Collatz Conjecture
 

I am curious, has anyone ever heard of this? Or even better, has anyone here actually tried working on it?

For those unsure of what I mean.. Pick any postive integer x. If x is odd, multiply it by 3 and add one. If x is even, divide by two. Repeat this. The conjecture states that for any number in Z+ the sequence will end in the cycle 4, 2, 1.

Absane,

It is a very interesting problem, so much so that Paul Erdos thought it was beyond the mathematics of his time. He offered one of his famous prizes to anyone who could prove it. I know it has been checked up to pretty high numbers on the computer, and that there are statistical reasons why it is probably true. You may have already known these few tidbits and I don't really know much about it, but maybe someone else can tell you more.

I have actually figured out the statistical reasoning out myself. It is funny how simple the problem is to state, even more so than Fermat's Last Theorem... but it seems to be just as hard if not harder.

I have been working on it on and off since my senior year in high school.. I am now just barely in my Junior year of college. I reduced the problem down to a summation with 2^k and binomial coeficients (you know, the whole factorial thing). Basically 2^k*(n i) + 2^g(p i) etc. If I can show this reduces again to one big 2^m summation, I will have proved it. It requires a lot. I am just wondering if anyone else has suggestions.

How much do you know about iterated functions (as in fractals)?

Shamefully, very little.

You should look it up. I worked on the conjecture for about three days last year. I figured I could use something along the lines of iterated functions. And I'll (you'll) also have to develop some techniques independently. I was learning more interesting stuff last year, and didn't pay much attention to this. But you've probably got me started again.

Why only 3 days?

I think I am close to solving it myself because I reduced it to a diophantine equation... d = 2^k*[2^alpha - Z*(k-1)]. I just have to show that in the solution set of k and alpha they are the combination needed to make the 3x+1 problem work for all odd numbers. And I think it is reasonable to assume that one can say if it works for all odd numbers, then it works for all integers in Z+ (since you can divide an even number the appropriate number of times to make it odd).

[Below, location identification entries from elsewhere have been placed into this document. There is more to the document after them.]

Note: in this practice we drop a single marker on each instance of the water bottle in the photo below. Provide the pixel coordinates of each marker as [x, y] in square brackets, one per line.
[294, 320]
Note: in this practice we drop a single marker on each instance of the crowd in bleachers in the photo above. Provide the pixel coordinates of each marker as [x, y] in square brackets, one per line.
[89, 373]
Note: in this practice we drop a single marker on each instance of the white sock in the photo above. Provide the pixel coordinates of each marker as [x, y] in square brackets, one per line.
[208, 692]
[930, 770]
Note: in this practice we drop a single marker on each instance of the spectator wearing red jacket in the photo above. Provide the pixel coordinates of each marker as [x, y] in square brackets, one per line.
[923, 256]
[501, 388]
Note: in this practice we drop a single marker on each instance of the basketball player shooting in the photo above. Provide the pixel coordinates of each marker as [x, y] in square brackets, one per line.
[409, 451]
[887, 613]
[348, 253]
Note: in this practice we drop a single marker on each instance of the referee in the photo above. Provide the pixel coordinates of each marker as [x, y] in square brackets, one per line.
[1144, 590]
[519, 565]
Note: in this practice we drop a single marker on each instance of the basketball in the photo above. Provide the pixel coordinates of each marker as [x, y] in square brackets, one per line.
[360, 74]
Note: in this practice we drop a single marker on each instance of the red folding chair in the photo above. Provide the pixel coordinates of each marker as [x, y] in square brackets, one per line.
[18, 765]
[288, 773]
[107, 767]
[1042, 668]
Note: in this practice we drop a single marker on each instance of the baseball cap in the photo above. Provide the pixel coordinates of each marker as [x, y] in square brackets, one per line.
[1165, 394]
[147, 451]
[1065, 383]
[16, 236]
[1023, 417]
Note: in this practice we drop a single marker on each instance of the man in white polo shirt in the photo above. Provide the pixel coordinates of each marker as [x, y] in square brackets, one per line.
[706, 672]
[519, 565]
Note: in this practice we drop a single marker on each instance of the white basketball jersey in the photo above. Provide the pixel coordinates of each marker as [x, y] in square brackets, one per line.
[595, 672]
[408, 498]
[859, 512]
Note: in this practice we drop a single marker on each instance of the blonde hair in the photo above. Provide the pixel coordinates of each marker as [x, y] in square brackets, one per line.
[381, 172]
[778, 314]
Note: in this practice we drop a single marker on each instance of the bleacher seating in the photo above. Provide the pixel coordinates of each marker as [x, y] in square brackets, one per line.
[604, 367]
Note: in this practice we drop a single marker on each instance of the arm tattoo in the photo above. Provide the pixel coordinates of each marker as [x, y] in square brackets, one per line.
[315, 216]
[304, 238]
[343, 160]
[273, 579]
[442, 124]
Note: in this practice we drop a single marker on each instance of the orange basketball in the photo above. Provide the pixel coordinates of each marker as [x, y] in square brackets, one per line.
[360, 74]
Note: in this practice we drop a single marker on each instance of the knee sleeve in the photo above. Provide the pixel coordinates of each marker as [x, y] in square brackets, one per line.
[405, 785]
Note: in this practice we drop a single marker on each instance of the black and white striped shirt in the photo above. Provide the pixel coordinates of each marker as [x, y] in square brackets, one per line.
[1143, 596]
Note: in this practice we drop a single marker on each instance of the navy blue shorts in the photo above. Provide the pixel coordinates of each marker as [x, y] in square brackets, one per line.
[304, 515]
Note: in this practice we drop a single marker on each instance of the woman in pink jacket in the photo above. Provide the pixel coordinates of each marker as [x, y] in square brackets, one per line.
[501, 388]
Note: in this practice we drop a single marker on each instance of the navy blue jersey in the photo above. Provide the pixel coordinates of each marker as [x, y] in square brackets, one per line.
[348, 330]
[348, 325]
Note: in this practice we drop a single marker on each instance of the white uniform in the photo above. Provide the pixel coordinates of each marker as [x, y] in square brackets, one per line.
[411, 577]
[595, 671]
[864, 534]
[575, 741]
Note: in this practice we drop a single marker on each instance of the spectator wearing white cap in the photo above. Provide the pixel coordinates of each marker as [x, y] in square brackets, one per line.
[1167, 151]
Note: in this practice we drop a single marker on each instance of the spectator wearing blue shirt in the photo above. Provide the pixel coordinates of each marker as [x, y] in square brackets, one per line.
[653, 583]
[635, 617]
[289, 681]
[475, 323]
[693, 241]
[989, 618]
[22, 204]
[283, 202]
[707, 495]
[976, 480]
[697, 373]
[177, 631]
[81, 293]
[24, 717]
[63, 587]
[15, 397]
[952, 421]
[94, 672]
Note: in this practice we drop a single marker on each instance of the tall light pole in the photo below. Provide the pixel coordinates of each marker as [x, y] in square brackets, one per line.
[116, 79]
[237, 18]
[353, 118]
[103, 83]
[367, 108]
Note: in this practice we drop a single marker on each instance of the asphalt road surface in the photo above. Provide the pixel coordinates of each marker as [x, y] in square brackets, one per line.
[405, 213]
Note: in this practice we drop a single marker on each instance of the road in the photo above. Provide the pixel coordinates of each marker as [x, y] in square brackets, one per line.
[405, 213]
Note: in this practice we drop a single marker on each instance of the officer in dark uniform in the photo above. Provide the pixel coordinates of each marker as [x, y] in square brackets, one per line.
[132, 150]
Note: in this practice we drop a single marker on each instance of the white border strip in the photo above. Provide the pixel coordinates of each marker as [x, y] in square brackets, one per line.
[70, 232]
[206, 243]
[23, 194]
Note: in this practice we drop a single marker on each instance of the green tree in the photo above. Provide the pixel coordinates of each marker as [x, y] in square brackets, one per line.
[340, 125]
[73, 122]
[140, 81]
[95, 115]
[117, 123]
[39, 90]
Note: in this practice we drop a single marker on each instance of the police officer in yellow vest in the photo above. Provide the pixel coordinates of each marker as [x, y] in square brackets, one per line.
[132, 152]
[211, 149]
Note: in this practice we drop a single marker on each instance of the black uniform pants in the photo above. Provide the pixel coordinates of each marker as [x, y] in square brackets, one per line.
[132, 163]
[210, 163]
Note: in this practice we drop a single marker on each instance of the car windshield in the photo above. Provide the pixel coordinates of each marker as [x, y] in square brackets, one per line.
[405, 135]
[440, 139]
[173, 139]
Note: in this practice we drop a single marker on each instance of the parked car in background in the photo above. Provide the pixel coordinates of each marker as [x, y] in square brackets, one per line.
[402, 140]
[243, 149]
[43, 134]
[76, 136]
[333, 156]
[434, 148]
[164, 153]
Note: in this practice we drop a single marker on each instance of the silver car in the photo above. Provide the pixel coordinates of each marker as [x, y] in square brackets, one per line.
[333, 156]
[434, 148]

It's easy to prove that there are no other repeating cycles that contain only one odd number.
Is it possible to prove that there are no repeating cycles containing [i]n[/i] odd numbers, for any or all [i]n[/i]>1?

Ah. I lost a few days of exam reading due to examining that function. In computer science it's a well known termination problem, and termination analysis has so far been quite unable to find a good decreasing measure. I toyed with some ideas about the number of different prime factors, but it's quite difficult to get a grasp on the sucker.

Does anyone know if it was shown that the number of cycles for any positive odd number is unique? That is, start with 1... the number of cycles for 1+2n for n is a positive integer, no two will have the same number of iterations to terminate at 1? I believe I just shown it to be true.

[QUOTE=Absane]Does anyone know if it was shown that the number of cycles for any positive odd number is unique? That is, start with 1... the number of cycles for 1+2n for n is a positive integer, no two will have the same number of iterations to terminate at 1? I believe I just shown it to be true.[/QUOTE]

You made a mistake then. There are infinitely many sets of odd numbers that take the same number of steps to hit 1. For example, 3 and 21, 227 and 1365, 14563 and 87381 (can you see the pattern?).

3,10,5,16,8,4,2,1

21,64,32,16,8,4,2,1

Damn you people, I'll sleep uneasy tonight, thinking about this problem again!

In relation to this problem... are there integers k and m such that 3^(k)*5=2^(m)-1?

k=1
m=4

No idea if there's any others.

[QUOTE=funkstar]I toyed with some ideas about the number of different prime factors, but it's quite difficult to get a grasp on the sucker.[/QUOTE]

I like funkstar's prime factor approach. The "even" operator continually gets rid of any factors of two. The sequence terminates when the "odd" operator gets rid of all other factors.

-Dale

[QUOTE=Pete]k=1
m=4

No idea if there's any others.[/QUOTE]

I wonder if there is a way to show it's the only solution. This is a specific case of 3^(k)*(3x+2)=2^(m)-1

Find all integer solutions.

Cancel that.. stupid idea. k is always 1.